Results: Our method demonstrates significant improvements in pulmonary vessel segmentation outcomes, with the Precision increasing from 73.14±10.67 to 90.24±4.63, F1 improving from 82.67±6.86 to 91.85±3.41, and Hausdorff distance decreasing from 35.12±6.04 to 30.86±2.71. To validate the cascaded PA-FCCRFs strategy, we preliminarily segment pulmonary vessels using AH-Net and V-Net, followed by optimization using PA-FCCRFs. Experimental results showcase substantial enhancements in the accuracy of CNN-based vascular segmentation after PA-FCCRFs optimization.

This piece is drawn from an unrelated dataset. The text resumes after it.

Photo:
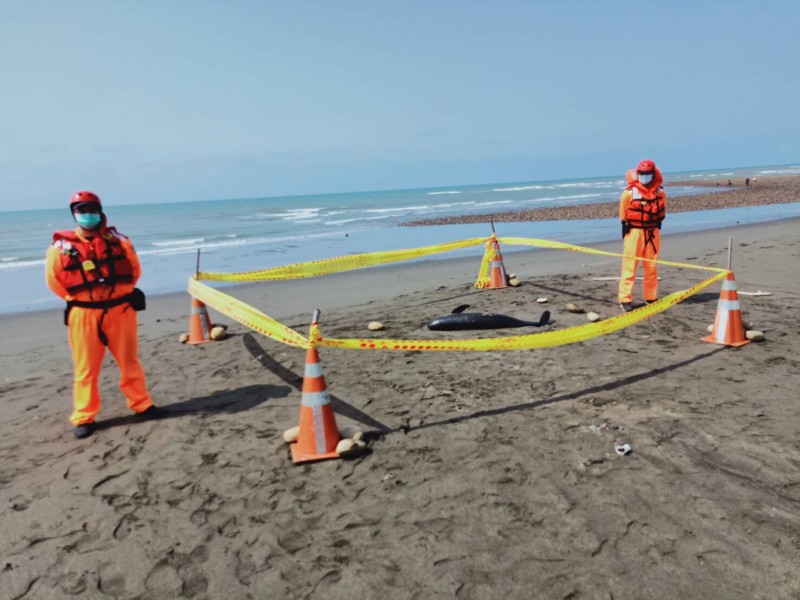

Conclusions: These findings validate that the cascaded PA-FCCRFs approach effectively segments pulmonary vessels, supporting the diagnosis of pulmonary diseases and promising applications in clinical settings.

Keywords: Bayesian optimization; Pulmonary vessel segmentation; convolutional networks for biomedical image segmentation (U-Net); fully connected conditional random fields (FCCRFs).